- Location: White City Stadium
- Start date: 16 June
- End date: 30 June
- Total prize money: £1,000 (winner)

= 1945 English Greyhound Derby =

The 1945 Greyhound Derby took place during June with the final being held on 30 June 1945 at White City Stadium. The winner Ballyhennessy Seal received a first prize of £1,000.

== Final result ==
At White City (over 525 yards):

| Position | Name of Greyhound | Breeding | Trap | SP | Time | Trainer |
|---|---|---|---|---|---|---|
| 1st | Ballyhennessy Seal | Lone Seal - Canadian Glory | 1 | 1-1f | 29.56 | Stan Martin (Wimbledon) |
| 2nd | Rhynn Castle (Reserve) | Castledown Lad - Brilliant Silvan | 4 | 20-1 | 29.96 | Dal Hawkesley (West Ham) |
| 3rd | Magic Bohemian | Jesmond Cutlet - Magic Pool | 3 | 3-1 | 30.04 | Leslie Reynolds (Wembley) |
| 4th | Tamarisk | Kilnaglory Champion - Fairlands Favourite | 2 | 8-1 | 30.20 | Jack Harvey (Wembley) |
| 5th | Duffys Arrival | Shamrock Prince - Moon Bride | 5 | 10-1 | 30.36 | George McKay (Coventry) |
| 6th | Celtic Chief | Well Squared - Second Row | 6 | 10-1 | 30.60 | William Mills (Private) |
| N/R | Kilpeacon Bride | Tiger Jazz - See the Light |  |  |  |  |

=== Distance ===
5, 1, 2, 2, 3 (lengths)

The distances between the greyhounds are in finishing order and shown in lengths. From 1927 to 1950 one length was equal to 0.06 of one second but race times are shown as 0.08 as per modern day calculations.

==Review==
The Derby returned after a four-year absence with just three rounds and 24 greyhounds. Shannon Shore justified his price tag of 4-5f in the first heat but Ballyhennessy Seal only managed second place behind Magic Bohemian; priced at 4-5f, he missed the break and lost by 2 ½ lengths. Two 10-1 shots Celtic Chief and Rhynn Castle claimed the final heats and ante-post favourite Fish Hill was eliminated.
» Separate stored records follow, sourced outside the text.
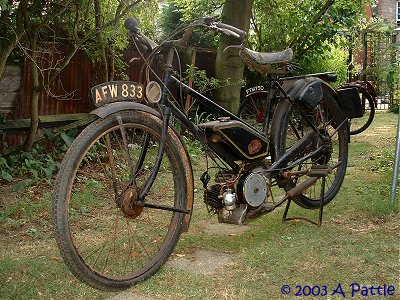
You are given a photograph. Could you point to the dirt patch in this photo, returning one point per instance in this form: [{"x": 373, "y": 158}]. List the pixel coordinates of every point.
[
  {"x": 225, "y": 229},
  {"x": 205, "y": 262}
]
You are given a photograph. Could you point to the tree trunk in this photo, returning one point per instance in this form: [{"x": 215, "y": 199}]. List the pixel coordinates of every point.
[
  {"x": 103, "y": 76},
  {"x": 228, "y": 66},
  {"x": 36, "y": 88}
]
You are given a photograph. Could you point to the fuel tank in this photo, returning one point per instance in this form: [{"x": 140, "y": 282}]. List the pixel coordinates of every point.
[{"x": 234, "y": 140}]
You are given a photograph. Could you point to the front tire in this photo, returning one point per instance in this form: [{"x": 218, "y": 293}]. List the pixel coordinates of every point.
[{"x": 107, "y": 243}]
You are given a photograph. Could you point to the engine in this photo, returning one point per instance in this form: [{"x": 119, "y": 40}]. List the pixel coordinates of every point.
[{"x": 231, "y": 192}]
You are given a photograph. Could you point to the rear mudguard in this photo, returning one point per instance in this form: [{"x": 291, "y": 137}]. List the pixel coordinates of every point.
[
  {"x": 280, "y": 115},
  {"x": 308, "y": 91},
  {"x": 115, "y": 107}
]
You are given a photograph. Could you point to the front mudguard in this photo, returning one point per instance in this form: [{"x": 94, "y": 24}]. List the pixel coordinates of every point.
[
  {"x": 115, "y": 107},
  {"x": 111, "y": 108}
]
Ballyhennessy Seal completed a routine victory in the first semi-final running out a three length winner at odds of 4-5f, with the qualifying places going to Kilpeacon Bride and Duffys Arrival. The second semi-final was won by Tamarisk at 100-6 from Magic Bohemian and Celtic Chief.

Kilpeacon Pride came into season and was replaced by reserve Rhynn Castle for the final, watched by 58,000. Ballyhennessy Seal owned by Mrs. F.Stow and Mr E.Vivian led all the way with Rhynn Castle staying prominent throughout, Duffys Arrival and Celtic Chief impeded each other with Magic Bohemian finishing well to take third.